Dyn is crazy for dashboards. We wake up looking at them and always have ideas on how to make them better. We use several platforms – Munin, Graphite, and Nagios to name a few – but recently we have started building our own data processing tools that allow us to build real-time dashboards.
Here’s what we did and how we did it.
I selected a few tasks that a usual dashboard would do and multiplied the desired amount of work by 50 to come up with a test workload:
- Stuff an array with a million random positive integers (to see how dynamic memory allocation may affect interpreters)
- Calculate the variance on the resulting dataset (to check performance of math operations)
- Sort the array (because this step is important in descriptive statistics)
- Find 10,000 quantiles (to observe data access speed)

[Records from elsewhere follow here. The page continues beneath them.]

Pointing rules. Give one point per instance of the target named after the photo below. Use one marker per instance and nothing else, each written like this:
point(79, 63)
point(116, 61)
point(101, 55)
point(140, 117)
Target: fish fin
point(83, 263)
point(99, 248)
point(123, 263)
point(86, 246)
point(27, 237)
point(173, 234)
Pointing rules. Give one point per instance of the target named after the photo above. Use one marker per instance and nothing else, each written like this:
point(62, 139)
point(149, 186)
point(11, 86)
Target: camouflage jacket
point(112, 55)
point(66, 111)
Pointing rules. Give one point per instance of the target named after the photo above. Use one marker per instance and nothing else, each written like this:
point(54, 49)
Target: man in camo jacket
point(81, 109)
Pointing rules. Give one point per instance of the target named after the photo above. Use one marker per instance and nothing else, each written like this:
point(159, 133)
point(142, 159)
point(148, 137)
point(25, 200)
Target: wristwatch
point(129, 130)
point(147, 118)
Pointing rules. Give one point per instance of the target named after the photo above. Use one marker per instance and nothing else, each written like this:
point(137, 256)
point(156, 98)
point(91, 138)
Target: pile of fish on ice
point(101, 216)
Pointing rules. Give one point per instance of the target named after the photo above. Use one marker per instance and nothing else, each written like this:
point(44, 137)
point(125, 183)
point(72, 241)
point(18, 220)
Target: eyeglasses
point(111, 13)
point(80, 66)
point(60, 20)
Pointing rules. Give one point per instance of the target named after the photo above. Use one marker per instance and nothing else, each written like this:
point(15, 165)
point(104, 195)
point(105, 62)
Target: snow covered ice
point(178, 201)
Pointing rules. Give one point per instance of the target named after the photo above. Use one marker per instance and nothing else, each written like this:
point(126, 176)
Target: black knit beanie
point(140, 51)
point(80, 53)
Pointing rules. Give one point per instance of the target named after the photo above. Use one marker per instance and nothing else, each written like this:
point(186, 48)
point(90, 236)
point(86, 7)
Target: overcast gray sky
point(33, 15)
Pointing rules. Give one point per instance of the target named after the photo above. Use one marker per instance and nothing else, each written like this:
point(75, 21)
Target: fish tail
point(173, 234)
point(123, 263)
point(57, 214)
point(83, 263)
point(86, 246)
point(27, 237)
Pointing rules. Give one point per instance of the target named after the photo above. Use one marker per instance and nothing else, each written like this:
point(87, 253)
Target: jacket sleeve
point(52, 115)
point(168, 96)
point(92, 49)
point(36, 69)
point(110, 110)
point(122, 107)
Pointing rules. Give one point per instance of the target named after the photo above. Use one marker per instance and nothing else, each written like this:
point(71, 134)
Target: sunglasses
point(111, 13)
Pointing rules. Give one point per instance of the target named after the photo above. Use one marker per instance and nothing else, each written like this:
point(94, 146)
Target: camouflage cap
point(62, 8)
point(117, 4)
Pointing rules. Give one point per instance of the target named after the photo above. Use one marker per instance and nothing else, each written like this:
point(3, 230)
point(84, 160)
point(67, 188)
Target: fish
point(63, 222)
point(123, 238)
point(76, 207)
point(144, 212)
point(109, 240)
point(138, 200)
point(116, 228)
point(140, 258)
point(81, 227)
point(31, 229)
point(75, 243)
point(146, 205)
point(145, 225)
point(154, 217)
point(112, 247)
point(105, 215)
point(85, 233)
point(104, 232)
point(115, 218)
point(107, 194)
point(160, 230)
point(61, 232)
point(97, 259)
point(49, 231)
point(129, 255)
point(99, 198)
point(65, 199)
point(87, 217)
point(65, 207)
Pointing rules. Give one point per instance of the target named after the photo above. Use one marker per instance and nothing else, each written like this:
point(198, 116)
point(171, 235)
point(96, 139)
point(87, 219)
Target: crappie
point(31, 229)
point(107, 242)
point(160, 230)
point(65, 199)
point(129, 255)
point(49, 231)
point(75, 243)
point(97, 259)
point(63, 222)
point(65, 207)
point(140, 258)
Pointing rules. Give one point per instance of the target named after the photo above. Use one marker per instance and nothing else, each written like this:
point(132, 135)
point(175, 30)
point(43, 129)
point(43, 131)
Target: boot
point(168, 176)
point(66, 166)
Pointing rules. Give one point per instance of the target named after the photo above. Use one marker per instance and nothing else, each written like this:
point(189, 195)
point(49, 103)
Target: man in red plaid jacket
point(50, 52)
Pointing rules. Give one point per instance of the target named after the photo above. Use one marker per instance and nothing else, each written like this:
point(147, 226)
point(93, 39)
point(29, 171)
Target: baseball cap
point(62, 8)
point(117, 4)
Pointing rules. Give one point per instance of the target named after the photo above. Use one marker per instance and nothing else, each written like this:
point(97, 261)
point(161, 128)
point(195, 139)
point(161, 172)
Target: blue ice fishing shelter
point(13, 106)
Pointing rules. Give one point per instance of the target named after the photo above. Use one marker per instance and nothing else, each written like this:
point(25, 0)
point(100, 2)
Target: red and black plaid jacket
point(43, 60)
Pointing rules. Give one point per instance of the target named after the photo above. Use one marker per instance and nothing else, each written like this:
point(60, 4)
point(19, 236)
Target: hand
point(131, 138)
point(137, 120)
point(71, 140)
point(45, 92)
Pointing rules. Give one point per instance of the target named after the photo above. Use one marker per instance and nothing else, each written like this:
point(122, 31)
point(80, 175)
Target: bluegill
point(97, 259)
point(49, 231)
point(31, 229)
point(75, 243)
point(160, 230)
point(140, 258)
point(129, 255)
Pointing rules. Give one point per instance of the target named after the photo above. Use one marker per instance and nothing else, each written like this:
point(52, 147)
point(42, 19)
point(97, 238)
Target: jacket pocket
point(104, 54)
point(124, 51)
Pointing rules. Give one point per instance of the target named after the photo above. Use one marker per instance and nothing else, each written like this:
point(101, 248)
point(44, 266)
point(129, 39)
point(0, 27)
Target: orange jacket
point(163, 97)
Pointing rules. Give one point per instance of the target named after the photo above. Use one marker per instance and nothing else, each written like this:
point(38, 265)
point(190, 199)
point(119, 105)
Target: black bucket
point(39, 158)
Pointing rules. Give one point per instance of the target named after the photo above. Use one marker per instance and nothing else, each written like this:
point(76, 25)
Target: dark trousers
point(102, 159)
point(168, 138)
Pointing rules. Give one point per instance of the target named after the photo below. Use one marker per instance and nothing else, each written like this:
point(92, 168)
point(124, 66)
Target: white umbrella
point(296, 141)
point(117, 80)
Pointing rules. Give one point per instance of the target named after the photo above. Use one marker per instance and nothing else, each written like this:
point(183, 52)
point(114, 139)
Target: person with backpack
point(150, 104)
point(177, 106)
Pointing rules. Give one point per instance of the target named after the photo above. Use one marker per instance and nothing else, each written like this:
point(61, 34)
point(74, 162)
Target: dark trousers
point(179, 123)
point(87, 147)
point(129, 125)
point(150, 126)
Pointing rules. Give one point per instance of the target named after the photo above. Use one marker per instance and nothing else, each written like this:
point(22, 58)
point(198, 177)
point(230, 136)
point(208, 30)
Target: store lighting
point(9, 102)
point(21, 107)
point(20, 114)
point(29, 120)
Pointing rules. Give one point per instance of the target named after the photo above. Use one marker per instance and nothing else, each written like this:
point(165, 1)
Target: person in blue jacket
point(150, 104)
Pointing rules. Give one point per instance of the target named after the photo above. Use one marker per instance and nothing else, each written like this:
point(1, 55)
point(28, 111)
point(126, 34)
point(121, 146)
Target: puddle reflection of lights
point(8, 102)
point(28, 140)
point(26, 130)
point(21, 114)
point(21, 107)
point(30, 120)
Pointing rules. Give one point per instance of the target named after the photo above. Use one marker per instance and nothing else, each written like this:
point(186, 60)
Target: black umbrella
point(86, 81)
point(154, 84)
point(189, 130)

I wanted to compare usual dashboard builders. This was my lineup:
I added these browsers to compete with server-side tools:
All tests (except the IE9 one) were done on an
ancient Intel Core Duo 6400 with Fedora Core 16 (Linux 3.2.3 x86_64 SMP). The IE9 test ran on an Intel i5 CPU with 64-bit Windows 7 Professional. The Google TV was Sony Internet TV with 3.2 Firmware.
I added a few other contestants which aren’t the first choice for a web applications, but are well-known data processing tools:
- R 2.14 because R is designed exactly for this kind of data crunching
- Java (1.6.0 openjdk)
- C (code compiled by gcc 4.6.2 with \-O3 flag)
- Python 2.7 with numpy library
During testing, I uncovered a serious underperformance of standard sort routines in Firefox and C for our use-case (sorting integers). I added a custom sort test for web browsers and a faster quicksort test for C in the mix.
Results and Summary
For each contestant, I ran the challenge 10 times. I aggregated mean values into the table below and added the median absolute deviation (MAD) to demonstrate consistency between 10 runs. All these digits show time in seconds.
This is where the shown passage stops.